Est-ce qu’un pays ne fonctionne qu’avec le match de football ? Est-ce que la vie d’un Etat se résume à organiser des manifestations sportives qui vont jusqu’au bout ?
Alors aujourd’hui, au lendemain de la CAN, le pouvoir veut reprendre l’initiative sur le terrain politique en organisant un dialogue auquel est invitée l’opposition. Qu’est-ce que vous en pensez ?
Le pouvoir n’a pas le monopole du dialogue. Avant la présidentielle nous avons exigé le toilettage du fichier électoral et surtout la réforme de toutes les institutions. Ali Bongo a refusé. Mais c’est après le coup de force électoral qu’il essaie d’organiser un dialogue. Mais ce n’est pas un dialogue du tout. C’est toute une opération pour légitimer son coup de force électoral.
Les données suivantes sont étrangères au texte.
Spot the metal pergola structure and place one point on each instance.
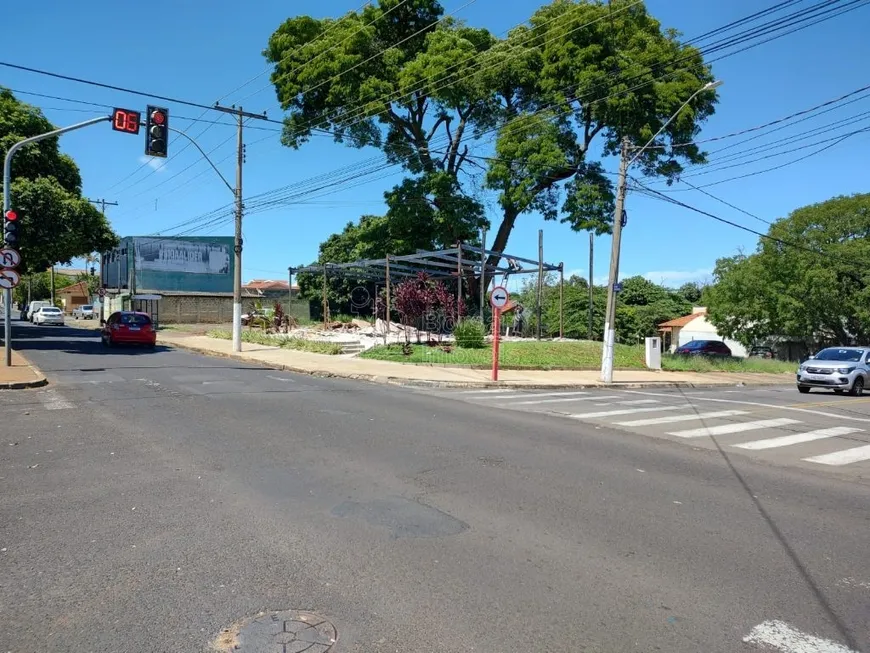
(460, 262)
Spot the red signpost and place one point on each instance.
(498, 299)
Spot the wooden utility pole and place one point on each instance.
(237, 245)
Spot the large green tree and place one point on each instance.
(57, 223)
(807, 280)
(580, 71)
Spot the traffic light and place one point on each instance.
(156, 131)
(10, 229)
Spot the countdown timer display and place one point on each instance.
(125, 120)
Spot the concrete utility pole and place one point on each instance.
(618, 218)
(237, 246)
(591, 286)
(103, 204)
(613, 277)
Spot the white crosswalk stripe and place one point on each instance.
(539, 394)
(625, 411)
(844, 457)
(798, 438)
(642, 414)
(669, 419)
(561, 400)
(740, 427)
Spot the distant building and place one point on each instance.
(185, 279)
(74, 296)
(695, 326)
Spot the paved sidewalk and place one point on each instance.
(402, 374)
(21, 375)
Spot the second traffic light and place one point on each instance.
(10, 229)
(156, 131)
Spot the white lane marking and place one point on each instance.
(783, 637)
(756, 403)
(853, 455)
(626, 411)
(799, 438)
(682, 418)
(551, 401)
(735, 428)
(52, 400)
(522, 395)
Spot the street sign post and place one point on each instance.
(9, 258)
(9, 279)
(498, 299)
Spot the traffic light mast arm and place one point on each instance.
(7, 163)
(205, 156)
(7, 201)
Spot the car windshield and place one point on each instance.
(846, 355)
(135, 320)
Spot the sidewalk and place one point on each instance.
(421, 375)
(21, 375)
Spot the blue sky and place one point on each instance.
(202, 51)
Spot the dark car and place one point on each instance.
(704, 348)
(129, 328)
(762, 352)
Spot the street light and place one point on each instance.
(613, 277)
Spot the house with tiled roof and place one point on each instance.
(695, 326)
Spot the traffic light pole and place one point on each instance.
(237, 246)
(7, 202)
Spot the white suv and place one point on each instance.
(48, 315)
(85, 312)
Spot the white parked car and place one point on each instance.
(85, 312)
(48, 315)
(34, 307)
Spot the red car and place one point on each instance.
(129, 328)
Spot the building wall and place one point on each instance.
(196, 309)
(172, 264)
(193, 264)
(701, 329)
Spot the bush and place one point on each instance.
(470, 334)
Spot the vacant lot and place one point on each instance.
(583, 355)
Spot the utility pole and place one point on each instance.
(591, 286)
(237, 245)
(613, 277)
(103, 204)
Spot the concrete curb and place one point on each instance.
(423, 383)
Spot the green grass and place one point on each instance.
(583, 355)
(285, 342)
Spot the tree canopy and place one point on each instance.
(57, 223)
(424, 89)
(805, 281)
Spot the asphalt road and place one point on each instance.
(149, 500)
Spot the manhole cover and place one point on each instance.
(292, 631)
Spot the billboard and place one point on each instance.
(193, 264)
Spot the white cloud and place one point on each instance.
(156, 164)
(679, 277)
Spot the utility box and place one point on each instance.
(653, 348)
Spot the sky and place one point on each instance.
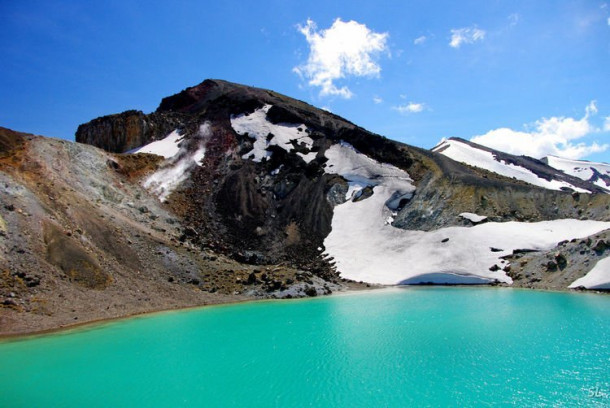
(526, 77)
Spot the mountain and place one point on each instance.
(536, 172)
(228, 192)
(596, 173)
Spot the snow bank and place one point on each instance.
(474, 218)
(178, 167)
(597, 278)
(392, 183)
(367, 248)
(483, 159)
(582, 169)
(167, 147)
(259, 128)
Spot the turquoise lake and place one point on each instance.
(389, 348)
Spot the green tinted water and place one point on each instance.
(402, 347)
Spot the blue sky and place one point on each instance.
(531, 77)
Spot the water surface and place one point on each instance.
(401, 347)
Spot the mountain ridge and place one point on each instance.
(254, 194)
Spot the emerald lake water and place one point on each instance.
(387, 348)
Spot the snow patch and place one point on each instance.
(268, 134)
(366, 249)
(167, 147)
(597, 278)
(177, 168)
(464, 153)
(474, 218)
(585, 170)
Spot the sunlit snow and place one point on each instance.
(259, 128)
(178, 167)
(597, 278)
(366, 248)
(167, 147)
(464, 153)
(581, 169)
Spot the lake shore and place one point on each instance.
(15, 324)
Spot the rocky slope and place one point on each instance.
(249, 194)
(81, 240)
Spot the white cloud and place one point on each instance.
(466, 35)
(555, 136)
(344, 49)
(420, 40)
(411, 107)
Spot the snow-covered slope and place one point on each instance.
(366, 247)
(478, 156)
(597, 278)
(167, 147)
(596, 173)
(179, 162)
(285, 135)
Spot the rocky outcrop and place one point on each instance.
(128, 130)
(281, 208)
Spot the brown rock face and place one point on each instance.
(280, 209)
(128, 130)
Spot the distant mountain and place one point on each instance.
(596, 173)
(229, 192)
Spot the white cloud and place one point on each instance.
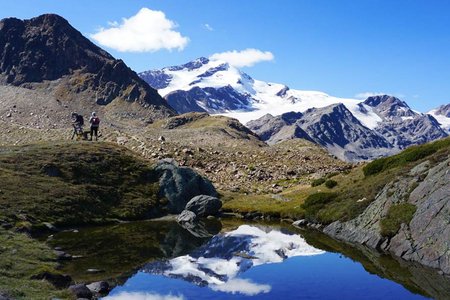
(244, 58)
(365, 95)
(142, 296)
(208, 27)
(147, 31)
(242, 286)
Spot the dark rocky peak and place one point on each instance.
(45, 48)
(336, 111)
(48, 48)
(389, 106)
(375, 101)
(192, 65)
(444, 110)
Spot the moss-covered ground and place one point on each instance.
(352, 193)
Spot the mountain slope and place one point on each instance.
(333, 127)
(47, 54)
(378, 126)
(217, 87)
(442, 115)
(401, 125)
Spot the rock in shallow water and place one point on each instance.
(204, 205)
(186, 216)
(100, 287)
(80, 291)
(179, 184)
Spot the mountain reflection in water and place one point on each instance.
(217, 263)
(233, 259)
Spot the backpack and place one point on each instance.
(95, 121)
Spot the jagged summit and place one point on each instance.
(47, 53)
(384, 124)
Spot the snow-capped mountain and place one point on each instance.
(442, 115)
(217, 87)
(355, 130)
(333, 127)
(219, 263)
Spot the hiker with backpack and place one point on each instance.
(95, 123)
(77, 123)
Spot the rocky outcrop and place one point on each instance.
(426, 239)
(204, 205)
(80, 291)
(47, 51)
(180, 184)
(402, 126)
(186, 216)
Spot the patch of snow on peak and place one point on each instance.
(443, 120)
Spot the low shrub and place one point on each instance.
(317, 182)
(315, 202)
(413, 153)
(330, 183)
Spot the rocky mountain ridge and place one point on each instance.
(385, 124)
(335, 128)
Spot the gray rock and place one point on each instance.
(300, 223)
(426, 238)
(80, 291)
(57, 280)
(333, 127)
(186, 216)
(99, 287)
(204, 205)
(179, 184)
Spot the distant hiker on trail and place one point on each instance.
(95, 123)
(77, 123)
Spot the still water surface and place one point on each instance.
(232, 260)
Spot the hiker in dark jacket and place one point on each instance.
(95, 123)
(77, 123)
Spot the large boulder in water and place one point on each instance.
(186, 216)
(204, 205)
(180, 184)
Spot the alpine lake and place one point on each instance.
(237, 259)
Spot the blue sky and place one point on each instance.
(343, 48)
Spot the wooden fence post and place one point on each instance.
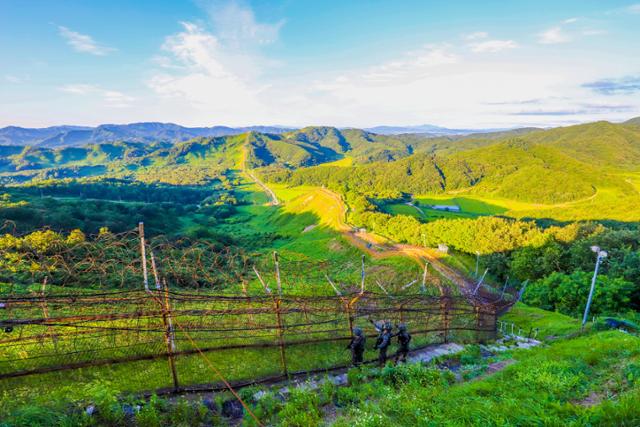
(276, 305)
(478, 324)
(143, 256)
(278, 302)
(169, 337)
(444, 313)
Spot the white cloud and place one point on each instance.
(201, 77)
(414, 64)
(111, 98)
(236, 24)
(493, 46)
(554, 35)
(83, 42)
(568, 31)
(477, 35)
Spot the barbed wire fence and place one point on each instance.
(153, 338)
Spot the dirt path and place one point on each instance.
(252, 177)
(379, 247)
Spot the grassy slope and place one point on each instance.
(589, 379)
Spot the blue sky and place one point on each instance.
(343, 63)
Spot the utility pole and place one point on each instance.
(601, 254)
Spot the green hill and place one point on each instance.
(594, 166)
(565, 171)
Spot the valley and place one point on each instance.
(514, 211)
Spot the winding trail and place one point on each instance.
(252, 177)
(379, 247)
(376, 246)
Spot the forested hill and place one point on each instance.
(541, 166)
(530, 165)
(147, 132)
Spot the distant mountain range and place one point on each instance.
(428, 130)
(76, 136)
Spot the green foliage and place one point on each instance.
(301, 409)
(567, 293)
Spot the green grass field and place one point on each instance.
(422, 208)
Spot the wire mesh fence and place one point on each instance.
(154, 340)
(92, 320)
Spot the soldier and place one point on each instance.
(357, 346)
(404, 338)
(383, 342)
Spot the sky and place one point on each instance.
(459, 64)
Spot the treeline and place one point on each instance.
(557, 261)
(25, 214)
(109, 260)
(117, 189)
Mais tout le monde a suivi la résolution qui a été votée au niveau du Parlement européen, une résolution qui dit clairement qu’Ali Bongo n’est pas légitime, parce que les résultats issus de cette élection ne sont pas fiables.
A quelles conditions pourriez-vous aller à un tel dialogue ?
Je vous rassure tout de suite, je n’irai pas au dialogue proposé par Monsieur Ali Bongo parce que nous ne pouvons pas cautionner un tel acte de légitimation d’un pouvoir usurpé.
Et donc pour vous il ne sert à rien d’aller aux élections législatives du mois de juillet prochain ?
Si Ali Bongo a envie de s’octroyer une majorité à l’Assemblée nationale sans tenir compte des résultats issus des urnes, il va s’imposer par la force. Il n’y aura pas d’élections législatives. Il y aura tout simplement des nominations législatives. Et si le choix du peuple n’a jamais été pris en considération à quoi ça sert d’organiser les élections ?
Et quelle est pour vous la priorité aujourd’hui ?
La priorité pour moi c’est la libération sans condition du député Bertrand Zibi et de Yeo Sifowa, cet informaticien ivoirien qui est détenu arbitrairement dans les geôles de la prison centrale, tout simplement pour avoir fait son travail de compilation des résultats, bureau de vote par bureau de vote, au QG de Jean Ping. Il faut absolument qu’on libère ces personnes. Et à partir de cet instant on va s’asseoir pour discuter. On ne peut pas discuter tant que les citoyens sont de manière arbitraire détenus et dans des conditions lamentables que tout le monde connaît, au niveau de la prison centrale de Libreville qui n’est pas une prison. C’est une sorte de mouroir.